United States of America, Plaintiff-appellee, v. John Wesley Goss, Defendant-appellant, 94 F.3d 645 (6th Cir. 1996)Annotate this Case
Aug. 8, 1996
Before: LIVELY, KENNEDY, and SILER, Circuit Judges.
John Wesley Goss appeals his judgment of conviction and sentence. A jury found Goss guilty of aiding and abetting the possession with intent to distribute cocaine in violation of 18 U.S.C. § 2 and 21 U.S.C. § 841(a) (1). The district court sentenced Goss to 120 months of imprisonment and eight years of supervised release and imposed a $50 special assessment. The parties have waived oral argument and this panel unanimously agrees that oral argument is not needed. Fed. R. App. P. 34(a).
On appeal, Goss argues that insufficient evidence exists to support his conviction.
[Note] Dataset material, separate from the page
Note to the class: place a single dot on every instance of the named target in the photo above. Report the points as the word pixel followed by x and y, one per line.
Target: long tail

Upon review, we conclude that Goss's argument is without merit. The test for determining whether a jury's verdict is based upon sufficient evidence is whether, after the court views the evidence in the light most favorable to the government and draws all reasonable inferences in favor of the government, any rational trier of fact could conclude that each element of the offense has been established beyond a reasonable doubt. United States v. Wilson, 27 F.3d 1126, 1132 (6th Cir.), cert. denied, 115 S. Ct. 452 (1994). An individual violates 21 U.S.C. § 841 by knowingly or intentionally distributing or possessing with intent to distribute a controlled substance. 18 U.S.C. § 2 provides that an individual who aids or abets the commission of an offense against the United States is punishable as a principal. The testimony of Mark Roberts and Joseph McGhee provides sufficient evidence to conclude that Goss violated these statutes.
Accordingly, we affirm the district court's judgment.